Using the m-χ and m-δ decomposition parameters, the inversion accuracy for h and D_e was higher than for m_{v_s} and the LAI. For h, the coefficient of determination, R², was about 0.88, and the RMSE was less than 8.2 cm. For D_e, the R² was 0.89, and the RMSE was less than 0.17 kg/m². For m_{v_s}, the coefficient of determination was 0.83, and the RMSE was less than 0.6 kg/m³. As before, the inversion results for the LAI had the lowest accuracy, with an R² of 0.73 and an RMSE up to 0.55. Overall, the h and D_e inversion results obtained using the m-χ decomposition parameters were better than those obtained using the m-δ decomposition. For LAI and m_{v_s}, the accuracy obtained using the m-δ decomposition was slightly higher than that found using the m-χ decomposition. In the early stages of rice growth, m_{v_s} was slightly overestimated; in the case of the m-χ decomposition parameters, this overestimation was even greater.

(4)

In general, S₁, RV, RL, and the m-χ decomposition parameters proved to be more suitable for the inversion of h, and high inversion accuracy was obtained. S₁, RH, RV, RR, and RL are more suitable for inverting m_v. RH, RR, and the decomposition parameters are more suitable for inverting D_e.
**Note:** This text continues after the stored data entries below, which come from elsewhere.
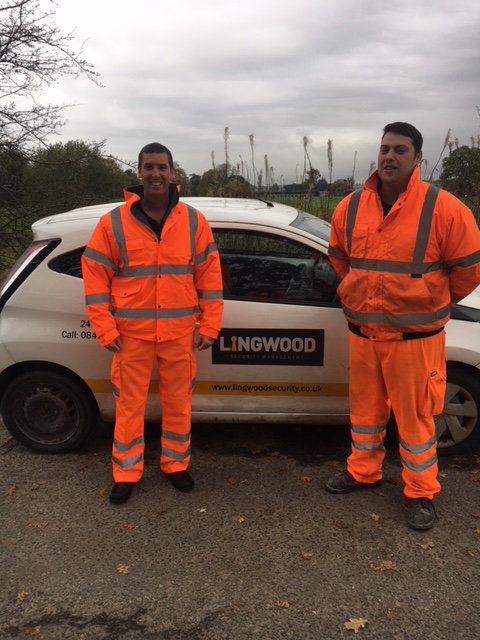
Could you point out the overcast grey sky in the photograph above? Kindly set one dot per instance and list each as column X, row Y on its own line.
column 180, row 72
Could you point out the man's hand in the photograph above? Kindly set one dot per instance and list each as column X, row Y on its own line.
column 203, row 342
column 115, row 345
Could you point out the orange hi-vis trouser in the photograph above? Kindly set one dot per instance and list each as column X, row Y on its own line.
column 408, row 376
column 131, row 374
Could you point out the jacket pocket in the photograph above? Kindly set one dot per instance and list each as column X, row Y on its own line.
column 136, row 253
column 359, row 241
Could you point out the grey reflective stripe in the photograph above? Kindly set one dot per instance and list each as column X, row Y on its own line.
column 426, row 217
column 119, row 235
column 367, row 446
column 409, row 319
column 201, row 257
column 419, row 466
column 123, row 448
column 97, row 298
column 423, row 231
column 176, row 437
column 154, row 270
column 211, row 294
column 388, row 266
column 352, row 216
column 336, row 253
column 466, row 261
column 369, row 430
column 176, row 455
column 154, row 314
column 193, row 222
column 98, row 256
column 417, row 448
column 129, row 462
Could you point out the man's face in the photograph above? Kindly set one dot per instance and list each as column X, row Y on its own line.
column 397, row 160
column 155, row 174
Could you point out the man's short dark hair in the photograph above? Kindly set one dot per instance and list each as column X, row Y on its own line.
column 408, row 130
column 155, row 147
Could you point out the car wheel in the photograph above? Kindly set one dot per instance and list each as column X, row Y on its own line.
column 458, row 426
column 48, row 411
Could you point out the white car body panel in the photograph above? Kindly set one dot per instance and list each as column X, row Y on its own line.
column 38, row 327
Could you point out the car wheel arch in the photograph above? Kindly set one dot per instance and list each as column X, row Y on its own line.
column 72, row 394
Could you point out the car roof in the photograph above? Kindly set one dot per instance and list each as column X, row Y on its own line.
column 214, row 209
column 251, row 211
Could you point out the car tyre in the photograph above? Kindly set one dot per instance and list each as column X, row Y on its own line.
column 458, row 426
column 49, row 411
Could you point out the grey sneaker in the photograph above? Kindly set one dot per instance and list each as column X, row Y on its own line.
column 346, row 483
column 421, row 513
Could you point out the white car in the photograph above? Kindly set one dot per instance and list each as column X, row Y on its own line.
column 281, row 355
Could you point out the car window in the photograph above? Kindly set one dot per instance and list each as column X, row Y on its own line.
column 273, row 268
column 68, row 263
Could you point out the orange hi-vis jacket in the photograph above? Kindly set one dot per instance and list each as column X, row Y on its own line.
column 150, row 289
column 402, row 273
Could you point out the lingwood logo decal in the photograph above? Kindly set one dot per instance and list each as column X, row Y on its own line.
column 269, row 347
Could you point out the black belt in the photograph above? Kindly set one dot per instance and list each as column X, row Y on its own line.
column 354, row 328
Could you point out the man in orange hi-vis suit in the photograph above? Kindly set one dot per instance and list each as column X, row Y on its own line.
column 151, row 272
column 406, row 252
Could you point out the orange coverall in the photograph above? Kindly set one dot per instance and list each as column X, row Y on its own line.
column 151, row 292
column 401, row 274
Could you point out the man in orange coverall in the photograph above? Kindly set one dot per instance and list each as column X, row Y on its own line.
column 151, row 271
column 406, row 253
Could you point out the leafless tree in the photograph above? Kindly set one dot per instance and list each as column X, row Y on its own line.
column 34, row 53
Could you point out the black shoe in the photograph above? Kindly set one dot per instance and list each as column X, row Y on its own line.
column 346, row 483
column 181, row 480
column 121, row 491
column 421, row 513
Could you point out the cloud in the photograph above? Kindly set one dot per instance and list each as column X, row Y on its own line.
column 180, row 73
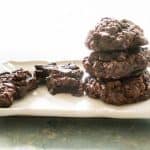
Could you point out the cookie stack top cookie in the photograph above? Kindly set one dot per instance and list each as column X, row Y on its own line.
column 117, row 50
column 117, row 64
column 112, row 35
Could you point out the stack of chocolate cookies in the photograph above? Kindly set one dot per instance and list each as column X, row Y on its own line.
column 118, row 62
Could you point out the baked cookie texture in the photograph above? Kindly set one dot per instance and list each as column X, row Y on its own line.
column 112, row 34
column 65, row 78
column 116, row 65
column 15, row 85
column 118, row 62
column 120, row 92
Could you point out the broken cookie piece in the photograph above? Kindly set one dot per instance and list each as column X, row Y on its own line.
column 65, row 79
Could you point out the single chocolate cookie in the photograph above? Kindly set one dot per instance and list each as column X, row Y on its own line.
column 21, row 79
column 120, row 92
column 112, row 34
column 7, row 92
column 65, row 79
column 116, row 65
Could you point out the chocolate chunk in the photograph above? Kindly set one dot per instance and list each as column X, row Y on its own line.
column 65, row 79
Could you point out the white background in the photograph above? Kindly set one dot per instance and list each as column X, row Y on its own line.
column 46, row 29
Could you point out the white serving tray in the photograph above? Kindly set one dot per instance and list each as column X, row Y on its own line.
column 41, row 103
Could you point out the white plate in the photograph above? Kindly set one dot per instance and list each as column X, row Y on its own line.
column 41, row 103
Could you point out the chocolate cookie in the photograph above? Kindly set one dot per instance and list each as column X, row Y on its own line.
column 116, row 65
column 112, row 34
column 7, row 93
column 65, row 79
column 70, row 69
column 21, row 79
column 120, row 92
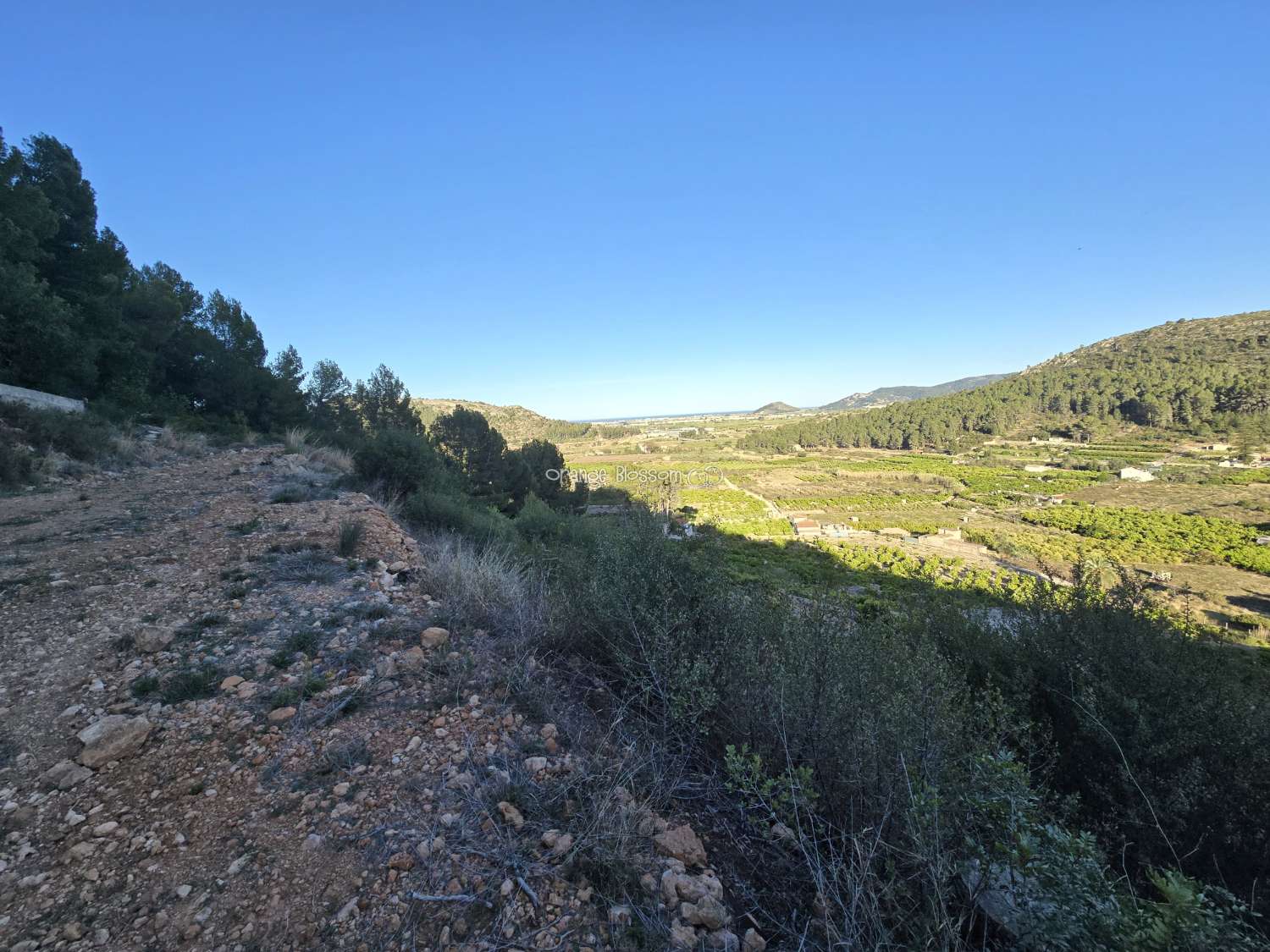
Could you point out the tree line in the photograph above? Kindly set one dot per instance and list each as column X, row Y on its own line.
column 1196, row 377
column 79, row 319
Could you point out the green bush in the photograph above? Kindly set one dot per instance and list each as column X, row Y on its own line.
column 538, row 520
column 17, row 465
column 456, row 513
column 403, row 464
column 83, row 437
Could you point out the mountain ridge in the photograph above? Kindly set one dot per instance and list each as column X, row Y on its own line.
column 886, row 396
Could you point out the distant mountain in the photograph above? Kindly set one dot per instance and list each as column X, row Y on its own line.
column 517, row 424
column 1196, row 377
column 886, row 396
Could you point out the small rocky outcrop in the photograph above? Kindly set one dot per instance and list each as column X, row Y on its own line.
column 112, row 738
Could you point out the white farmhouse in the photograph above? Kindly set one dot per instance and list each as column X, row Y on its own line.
column 1133, row 475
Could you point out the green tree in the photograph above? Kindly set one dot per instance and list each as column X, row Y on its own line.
column 480, row 454
column 384, row 403
column 328, row 395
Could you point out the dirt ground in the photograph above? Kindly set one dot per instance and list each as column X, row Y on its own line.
column 216, row 733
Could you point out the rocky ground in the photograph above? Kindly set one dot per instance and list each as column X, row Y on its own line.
column 218, row 733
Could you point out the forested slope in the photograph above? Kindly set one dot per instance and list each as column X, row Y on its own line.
column 1196, row 377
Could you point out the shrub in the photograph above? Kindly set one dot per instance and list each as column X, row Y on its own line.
column 297, row 493
column 538, row 520
column 17, row 465
column 401, row 462
column 484, row 586
column 296, row 439
column 190, row 685
column 444, row 510
column 305, row 566
column 350, row 537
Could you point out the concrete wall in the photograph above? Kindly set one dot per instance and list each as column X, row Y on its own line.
column 40, row 400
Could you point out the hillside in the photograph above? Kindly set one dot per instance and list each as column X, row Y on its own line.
column 516, row 423
column 1195, row 377
column 884, row 396
column 279, row 746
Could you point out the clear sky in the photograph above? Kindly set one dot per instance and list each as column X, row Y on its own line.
column 601, row 208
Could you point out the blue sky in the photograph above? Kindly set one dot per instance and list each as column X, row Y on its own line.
column 605, row 208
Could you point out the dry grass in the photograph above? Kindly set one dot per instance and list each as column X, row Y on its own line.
column 296, row 439
column 484, row 588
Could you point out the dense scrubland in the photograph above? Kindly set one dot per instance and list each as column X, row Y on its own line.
column 906, row 746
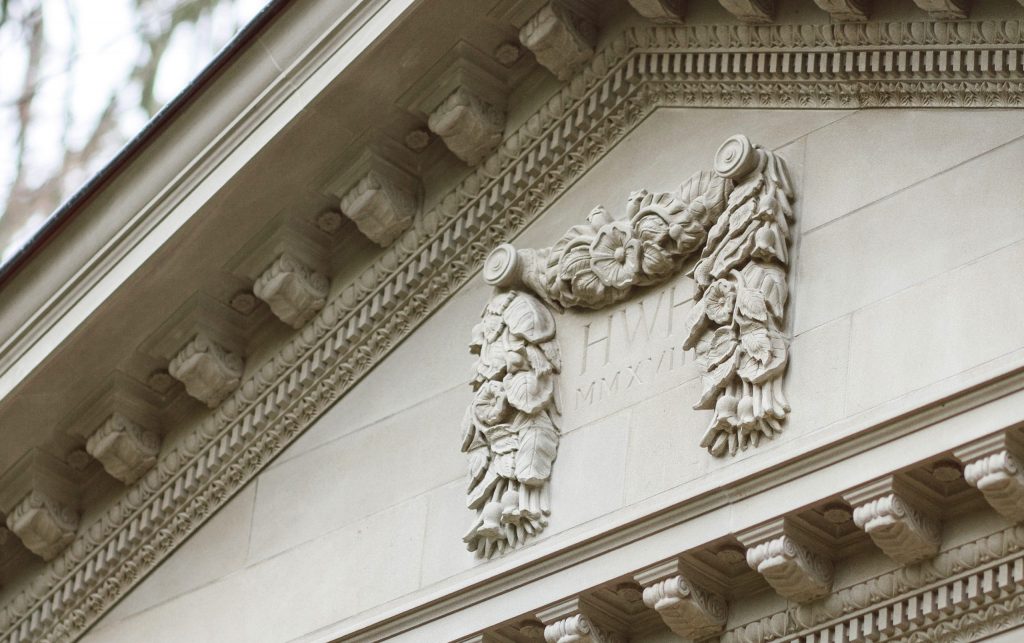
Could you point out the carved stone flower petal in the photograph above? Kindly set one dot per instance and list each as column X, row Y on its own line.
column 491, row 404
column 654, row 261
column 719, row 301
column 615, row 256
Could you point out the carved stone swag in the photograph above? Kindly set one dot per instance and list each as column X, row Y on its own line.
column 732, row 225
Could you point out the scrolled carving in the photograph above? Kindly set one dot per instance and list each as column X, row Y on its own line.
column 688, row 610
column 510, row 431
column 1000, row 480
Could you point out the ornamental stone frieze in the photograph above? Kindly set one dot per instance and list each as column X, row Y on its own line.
column 913, row 63
column 897, row 519
column 687, row 609
column 734, row 222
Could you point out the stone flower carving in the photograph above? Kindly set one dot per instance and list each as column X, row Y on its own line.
column 614, row 255
column 734, row 223
column 509, row 432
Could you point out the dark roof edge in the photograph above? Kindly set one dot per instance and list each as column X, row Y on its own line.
column 134, row 146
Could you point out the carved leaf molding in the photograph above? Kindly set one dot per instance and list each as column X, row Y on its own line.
column 909, row 63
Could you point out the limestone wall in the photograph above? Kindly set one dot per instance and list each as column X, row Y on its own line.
column 906, row 284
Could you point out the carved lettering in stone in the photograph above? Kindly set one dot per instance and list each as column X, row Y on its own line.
column 663, row 11
column 510, row 432
column 44, row 525
column 690, row 611
column 561, row 40
column 383, row 203
column 992, row 467
column 751, row 10
column 945, row 9
column 737, row 218
column 126, row 449
column 846, row 10
column 208, row 370
column 294, row 292
column 896, row 522
column 470, row 126
column 791, row 567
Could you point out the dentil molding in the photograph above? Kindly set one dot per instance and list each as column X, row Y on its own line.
column 850, row 66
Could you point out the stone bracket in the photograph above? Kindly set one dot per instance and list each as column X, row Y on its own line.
column 993, row 467
column 687, row 609
column 209, row 371
column 40, row 499
column 898, row 520
column 576, row 620
column 561, row 40
column 126, row 449
column 787, row 560
column 294, row 292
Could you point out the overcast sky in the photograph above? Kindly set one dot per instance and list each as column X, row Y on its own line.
column 91, row 46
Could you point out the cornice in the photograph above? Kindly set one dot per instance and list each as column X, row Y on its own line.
column 835, row 66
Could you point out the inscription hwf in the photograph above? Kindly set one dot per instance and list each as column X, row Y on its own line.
column 629, row 347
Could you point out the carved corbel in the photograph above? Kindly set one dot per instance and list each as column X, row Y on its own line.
column 687, row 609
column 897, row 520
column 561, row 39
column 209, row 371
column 294, row 292
column 846, row 10
column 993, row 467
column 751, row 10
column 125, row 448
column 382, row 198
column 469, row 125
column 945, row 9
column 662, row 11
column 787, row 561
column 576, row 620
column 40, row 500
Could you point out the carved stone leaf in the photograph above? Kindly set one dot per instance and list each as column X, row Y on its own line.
column 752, row 304
column 528, row 318
column 528, row 391
column 757, row 345
column 755, row 371
column 714, row 381
column 538, row 446
column 718, row 347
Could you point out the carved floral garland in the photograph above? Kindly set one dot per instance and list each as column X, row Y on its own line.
column 738, row 216
column 623, row 83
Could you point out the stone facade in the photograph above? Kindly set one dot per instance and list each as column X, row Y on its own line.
column 324, row 494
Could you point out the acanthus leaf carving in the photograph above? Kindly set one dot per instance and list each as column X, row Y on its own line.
column 896, row 521
column 294, row 292
column 561, row 39
column 687, row 609
column 209, row 371
column 125, row 448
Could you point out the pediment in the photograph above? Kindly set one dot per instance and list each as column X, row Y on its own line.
column 559, row 152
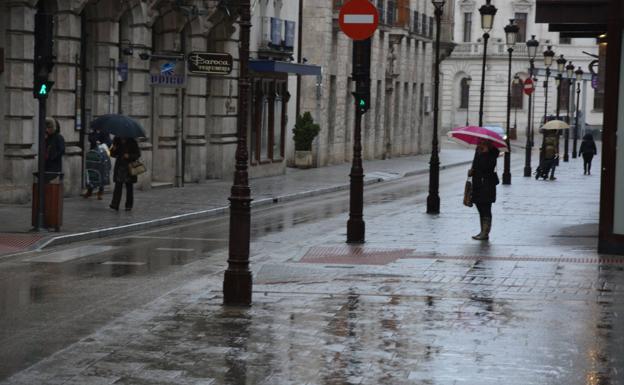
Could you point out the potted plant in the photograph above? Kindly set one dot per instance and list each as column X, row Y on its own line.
column 304, row 132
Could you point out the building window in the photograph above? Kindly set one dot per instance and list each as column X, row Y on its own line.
column 517, row 95
column 598, row 101
column 268, row 120
column 467, row 27
column 564, row 40
column 521, row 19
column 416, row 22
column 464, row 93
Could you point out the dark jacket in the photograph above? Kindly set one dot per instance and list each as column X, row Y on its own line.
column 54, row 151
column 588, row 147
column 99, row 136
column 484, row 178
column 121, row 174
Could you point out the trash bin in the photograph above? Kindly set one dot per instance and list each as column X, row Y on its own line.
column 53, row 200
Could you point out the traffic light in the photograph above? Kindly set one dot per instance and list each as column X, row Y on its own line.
column 42, row 88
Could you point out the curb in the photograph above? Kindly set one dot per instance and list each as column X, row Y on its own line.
column 204, row 214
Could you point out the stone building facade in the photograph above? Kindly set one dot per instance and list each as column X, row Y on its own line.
column 107, row 53
column 461, row 103
column 399, row 121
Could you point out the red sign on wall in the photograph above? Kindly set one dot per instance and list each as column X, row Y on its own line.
column 359, row 19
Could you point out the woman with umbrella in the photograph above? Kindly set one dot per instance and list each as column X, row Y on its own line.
column 125, row 150
column 588, row 150
column 483, row 171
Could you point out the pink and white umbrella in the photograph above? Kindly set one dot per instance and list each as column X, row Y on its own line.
column 472, row 135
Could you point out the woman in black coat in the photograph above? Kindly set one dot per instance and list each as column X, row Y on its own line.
column 126, row 151
column 484, row 181
column 588, row 150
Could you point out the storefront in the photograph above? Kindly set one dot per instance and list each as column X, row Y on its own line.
column 604, row 19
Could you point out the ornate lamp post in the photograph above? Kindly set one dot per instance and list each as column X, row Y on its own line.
column 549, row 55
column 468, row 83
column 487, row 11
column 532, row 46
column 237, row 282
column 570, row 76
column 511, row 34
column 579, row 78
column 433, row 200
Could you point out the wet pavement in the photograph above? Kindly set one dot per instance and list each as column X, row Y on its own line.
column 91, row 219
column 419, row 303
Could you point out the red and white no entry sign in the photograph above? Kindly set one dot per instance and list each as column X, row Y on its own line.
column 529, row 87
column 359, row 19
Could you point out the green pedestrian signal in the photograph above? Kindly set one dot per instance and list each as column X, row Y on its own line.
column 42, row 88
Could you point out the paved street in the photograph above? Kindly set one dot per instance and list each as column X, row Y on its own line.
column 419, row 303
column 89, row 218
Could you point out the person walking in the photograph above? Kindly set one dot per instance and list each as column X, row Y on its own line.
column 125, row 151
column 98, row 137
column 588, row 150
column 54, row 150
column 484, row 181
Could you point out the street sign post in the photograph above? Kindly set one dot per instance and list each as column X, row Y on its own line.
column 210, row 63
column 529, row 86
column 359, row 19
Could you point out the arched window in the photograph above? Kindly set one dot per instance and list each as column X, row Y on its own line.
column 464, row 92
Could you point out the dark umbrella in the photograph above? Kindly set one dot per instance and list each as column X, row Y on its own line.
column 118, row 125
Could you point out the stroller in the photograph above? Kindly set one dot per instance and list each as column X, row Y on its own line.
column 98, row 167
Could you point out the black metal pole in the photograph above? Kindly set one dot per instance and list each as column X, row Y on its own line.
column 529, row 144
column 433, row 200
column 40, row 222
column 578, row 100
column 486, row 37
column 356, row 227
column 566, row 145
column 507, row 166
column 468, row 108
column 237, row 282
column 546, row 94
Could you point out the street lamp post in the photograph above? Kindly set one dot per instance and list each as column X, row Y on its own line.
column 237, row 282
column 468, row 83
column 433, row 200
column 515, row 82
column 579, row 78
column 532, row 46
column 570, row 76
column 487, row 11
column 511, row 34
column 549, row 54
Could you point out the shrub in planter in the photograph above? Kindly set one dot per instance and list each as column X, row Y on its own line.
column 304, row 132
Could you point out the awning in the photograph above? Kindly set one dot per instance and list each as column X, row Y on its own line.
column 574, row 18
column 284, row 67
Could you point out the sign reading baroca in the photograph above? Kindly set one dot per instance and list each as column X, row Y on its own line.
column 210, row 63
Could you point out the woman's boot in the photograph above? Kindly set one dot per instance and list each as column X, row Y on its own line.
column 479, row 236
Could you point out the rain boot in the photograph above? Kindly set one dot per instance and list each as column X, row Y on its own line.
column 479, row 236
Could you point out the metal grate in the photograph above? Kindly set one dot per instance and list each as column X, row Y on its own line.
column 354, row 255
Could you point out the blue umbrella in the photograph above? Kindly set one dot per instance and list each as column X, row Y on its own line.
column 119, row 125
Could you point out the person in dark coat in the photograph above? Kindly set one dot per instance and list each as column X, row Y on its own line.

In this paper, the capability of CP SAR data in the inversion of rice biophysical parameters has been proven, especially for the inversion of h, D_e, and m_{v_s}/m_v, with an R² of higher than 0.89 and an RMSE of less than 10 cm, 0.68 kg/m³, and 0.27 kg/m². Further validation and improvement will be conducted with the subsequent dataset of this site and the dataset of other regions.